If you use this work, please cite via the CITATION.cff in the repo root.
This project builds on substantial prior work. We name several contributions directly because they materially shaped the design:
- Dave Guarino and Propel for
snap-evaland the three-part blog series that frames the methodology. The authoring affordances, the four-capability taxonomy, and the discipline of releasing a small illustrative set are all directly inherited. - Anthropic's research team for the published
political-neutrality-eval, which is the closest stylistic and methodological template for an open eval release, and for the body of public research on eval design that informs the validation methodology here. - The Markup, particularly Colin Lecher and Julia Angwin, whose March 2024 reporting on the MyCity chatbot documented the failure modes that anchor the regression set in this suite.
- The UK Government Digital Service for the published GOV.UK Chat evaluation methodology and algorithmic transparency record, which model what disciplined public-sector eval reporting looks like.
- Nava Labs for the Imagine LA pilot methodology and Code for America for the SNAP Policy Navigator partnership announced in May 2026, both of which inform the caseworker-facing positioning.
- Stanford RegLab for hallucination work on legal-domain LLM systems that informs the citation-grounding category.
This repo is published as an artifact, not a maintained service.
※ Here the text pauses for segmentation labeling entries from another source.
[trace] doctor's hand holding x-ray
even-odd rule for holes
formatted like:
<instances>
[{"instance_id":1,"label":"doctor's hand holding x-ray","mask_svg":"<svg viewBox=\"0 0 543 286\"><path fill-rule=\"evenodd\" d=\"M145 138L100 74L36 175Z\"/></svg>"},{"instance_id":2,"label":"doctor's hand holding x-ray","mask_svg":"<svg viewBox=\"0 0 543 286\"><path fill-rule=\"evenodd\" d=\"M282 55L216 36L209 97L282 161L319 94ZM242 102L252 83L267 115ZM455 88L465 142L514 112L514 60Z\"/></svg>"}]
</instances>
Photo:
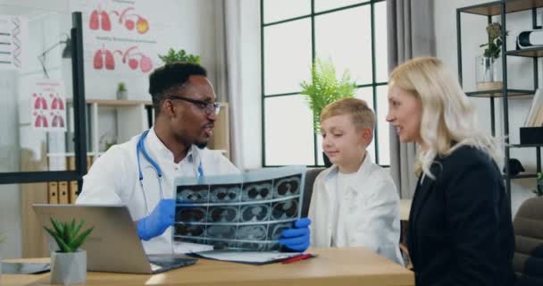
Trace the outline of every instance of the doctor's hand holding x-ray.
<instances>
[{"instance_id":1,"label":"doctor's hand holding x-ray","mask_svg":"<svg viewBox=\"0 0 543 286\"><path fill-rule=\"evenodd\" d=\"M205 147L220 110L205 69L187 63L167 64L149 76L149 93L155 125L102 155L83 178L76 204L127 206L146 252L167 253L172 249L173 179L239 171L220 151ZM308 232L305 224L297 222L293 230ZM305 231L288 231L283 242L288 249L303 251L308 237ZM191 244L185 246L174 251L194 250Z\"/></svg>"}]
</instances>

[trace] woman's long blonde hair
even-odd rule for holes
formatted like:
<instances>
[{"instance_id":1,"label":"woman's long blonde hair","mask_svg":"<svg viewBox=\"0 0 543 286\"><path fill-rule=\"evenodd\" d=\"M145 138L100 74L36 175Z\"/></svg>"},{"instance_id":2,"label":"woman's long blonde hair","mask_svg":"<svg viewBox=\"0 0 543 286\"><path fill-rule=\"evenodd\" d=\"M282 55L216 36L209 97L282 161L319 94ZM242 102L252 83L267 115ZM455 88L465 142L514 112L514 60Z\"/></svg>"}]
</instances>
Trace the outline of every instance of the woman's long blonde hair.
<instances>
[{"instance_id":1,"label":"woman's long blonde hair","mask_svg":"<svg viewBox=\"0 0 543 286\"><path fill-rule=\"evenodd\" d=\"M430 172L436 156L451 154L461 146L472 146L487 153L498 165L498 141L477 128L477 118L457 80L435 57L414 58L397 66L390 74L390 86L413 93L422 105L421 138L415 172Z\"/></svg>"}]
</instances>

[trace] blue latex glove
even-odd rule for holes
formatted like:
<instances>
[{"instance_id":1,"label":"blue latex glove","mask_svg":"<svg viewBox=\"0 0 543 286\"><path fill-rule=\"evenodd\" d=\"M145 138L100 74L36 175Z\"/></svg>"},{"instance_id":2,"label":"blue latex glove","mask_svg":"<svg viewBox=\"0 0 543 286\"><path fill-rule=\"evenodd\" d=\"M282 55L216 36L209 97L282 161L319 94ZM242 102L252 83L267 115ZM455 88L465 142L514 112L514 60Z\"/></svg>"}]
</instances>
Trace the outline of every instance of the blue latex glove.
<instances>
[{"instance_id":1,"label":"blue latex glove","mask_svg":"<svg viewBox=\"0 0 543 286\"><path fill-rule=\"evenodd\" d=\"M173 199L161 199L153 213L138 222L138 236L140 240L149 240L157 237L171 225L175 214Z\"/></svg>"},{"instance_id":2,"label":"blue latex glove","mask_svg":"<svg viewBox=\"0 0 543 286\"><path fill-rule=\"evenodd\" d=\"M301 218L294 222L294 228L283 230L279 242L283 245L287 250L304 252L309 248L309 218Z\"/></svg>"}]
</instances>

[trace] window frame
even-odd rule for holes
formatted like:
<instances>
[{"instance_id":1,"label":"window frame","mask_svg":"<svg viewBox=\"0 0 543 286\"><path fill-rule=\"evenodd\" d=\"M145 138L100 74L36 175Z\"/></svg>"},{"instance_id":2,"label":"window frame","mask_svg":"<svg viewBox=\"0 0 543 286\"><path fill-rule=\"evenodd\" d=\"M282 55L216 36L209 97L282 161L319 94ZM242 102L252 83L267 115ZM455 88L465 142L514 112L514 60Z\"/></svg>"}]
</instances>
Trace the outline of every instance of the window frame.
<instances>
[{"instance_id":1,"label":"window frame","mask_svg":"<svg viewBox=\"0 0 543 286\"><path fill-rule=\"evenodd\" d=\"M287 92L287 93L280 93L280 94L270 94L270 95L265 94L265 82L264 82L264 72L264 72L264 70L265 70L264 69L264 54L265 54L264 30L265 30L265 28L271 27L271 26L281 25L281 24L285 24L288 22L310 18L310 20L311 20L311 58L312 58L312 62L313 62L313 61L314 61L315 56L316 56L315 17L323 15L323 14L336 13L336 12L357 8L357 7L361 7L361 6L370 5L370 11L371 11L371 27L370 27L370 29L371 29L371 34L372 34L372 83L357 84L356 88L358 89L358 88L372 88L372 99L373 99L373 105L372 107L373 109L373 112L375 113L375 117L377 119L378 112L380 112L377 110L377 105L378 105L377 88L380 86L388 85L388 80L380 81L380 82L376 81L377 80L377 79L376 79L377 71L376 71L376 57L375 57L375 4L381 3L381 2L386 2L386 0L363 1L361 3L357 3L355 4L321 11L318 13L315 13L315 3L314 3L315 0L307 0L307 1L311 1L311 12L309 14L283 19L280 21L272 21L272 22L268 22L268 23L264 23L264 1L265 0L260 0L260 44L261 44L260 56L261 56L261 83L262 83L261 84L262 162L263 162L263 167L278 167L280 165L272 165L272 164L268 164L266 163L265 100L266 100L266 98L272 98L272 97L277 97L298 96L298 95L300 95L300 90ZM270 0L268 0L268 1L270 1ZM380 112L386 112L386 111L380 111ZM388 129L385 128L384 130L381 130L381 131L388 132ZM372 156L374 158L374 161L376 163L379 162L379 159L380 159L379 158L379 132L380 132L379 122L377 122L377 121L376 121L375 129L373 130L374 154L372 154ZM306 165L307 167L322 167L323 166L322 164L319 164L319 156L322 155L319 154L319 152L318 152L318 149L319 149L318 136L319 136L318 134L313 133L313 164ZM389 164L380 164L380 165L382 167L389 167Z\"/></svg>"}]
</instances>

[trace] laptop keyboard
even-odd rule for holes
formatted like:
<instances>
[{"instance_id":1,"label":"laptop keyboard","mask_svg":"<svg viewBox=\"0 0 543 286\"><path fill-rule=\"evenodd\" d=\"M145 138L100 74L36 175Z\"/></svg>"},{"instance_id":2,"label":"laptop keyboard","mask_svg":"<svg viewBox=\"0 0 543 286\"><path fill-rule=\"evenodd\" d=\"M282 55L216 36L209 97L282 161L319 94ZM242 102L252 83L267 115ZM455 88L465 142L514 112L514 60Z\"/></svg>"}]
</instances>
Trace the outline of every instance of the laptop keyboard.
<instances>
[{"instance_id":1,"label":"laptop keyboard","mask_svg":"<svg viewBox=\"0 0 543 286\"><path fill-rule=\"evenodd\" d=\"M165 271L173 268L191 265L196 262L196 259L186 257L149 257L151 269L153 272L161 270Z\"/></svg>"}]
</instances>

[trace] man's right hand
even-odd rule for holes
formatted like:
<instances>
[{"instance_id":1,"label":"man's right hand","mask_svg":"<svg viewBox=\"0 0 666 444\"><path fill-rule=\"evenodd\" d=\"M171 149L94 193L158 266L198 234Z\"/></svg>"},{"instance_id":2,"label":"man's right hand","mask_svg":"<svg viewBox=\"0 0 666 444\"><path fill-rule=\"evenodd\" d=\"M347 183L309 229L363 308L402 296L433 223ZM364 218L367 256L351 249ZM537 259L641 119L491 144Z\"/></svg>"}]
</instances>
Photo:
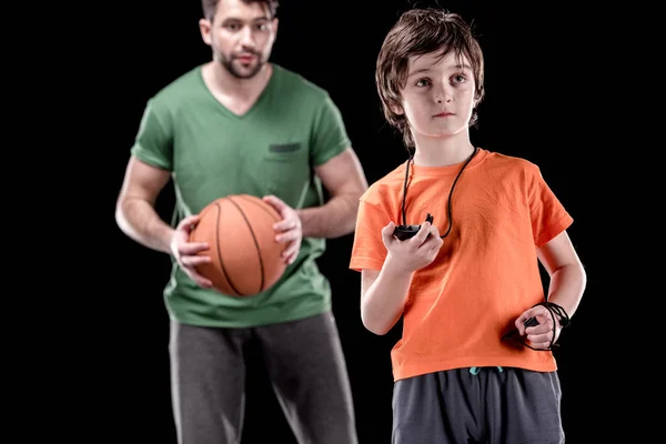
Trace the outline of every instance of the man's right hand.
<instances>
[{"instance_id":1,"label":"man's right hand","mask_svg":"<svg viewBox=\"0 0 666 444\"><path fill-rule=\"evenodd\" d=\"M198 222L198 214L183 219L173 232L169 250L171 250L171 254L180 268L192 281L204 289L211 289L213 283L196 272L196 265L211 262L209 256L198 254L209 250L209 245L205 242L190 242L190 232Z\"/></svg>"}]
</instances>

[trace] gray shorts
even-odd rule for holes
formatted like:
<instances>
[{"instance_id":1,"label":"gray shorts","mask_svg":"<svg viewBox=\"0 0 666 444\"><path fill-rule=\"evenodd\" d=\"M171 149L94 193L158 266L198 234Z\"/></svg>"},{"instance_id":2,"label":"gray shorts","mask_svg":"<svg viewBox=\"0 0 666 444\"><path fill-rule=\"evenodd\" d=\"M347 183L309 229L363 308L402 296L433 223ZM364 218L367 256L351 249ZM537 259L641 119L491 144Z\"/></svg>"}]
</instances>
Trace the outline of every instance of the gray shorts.
<instances>
[{"instance_id":1,"label":"gray shorts","mask_svg":"<svg viewBox=\"0 0 666 444\"><path fill-rule=\"evenodd\" d=\"M473 367L397 381L392 443L561 444L561 398L555 372Z\"/></svg>"},{"instance_id":2,"label":"gray shorts","mask_svg":"<svg viewBox=\"0 0 666 444\"><path fill-rule=\"evenodd\" d=\"M169 349L179 444L241 442L250 350L265 363L300 444L357 443L351 387L332 313L252 329L173 322Z\"/></svg>"}]
</instances>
Issues and pull requests are welcome — particularly from practitioners working on adjacent benefits programs who want to adapt the suite to their contexts. Please open an issue before submitting a substantive PR so we can discuss scope. We are especially interested in:
- Translation of cases into the top NYC LEP languages beyond English and Spanish
- Adaptation to other means-tested programs (Medicaid, TANF, WIC, LIHEAP)
- Cases that surface failure modes the current suite does not cover
Code: MIT. Data (eval cases, policy corpus excerpts, results): CC-BY-4.0. See LICENSE.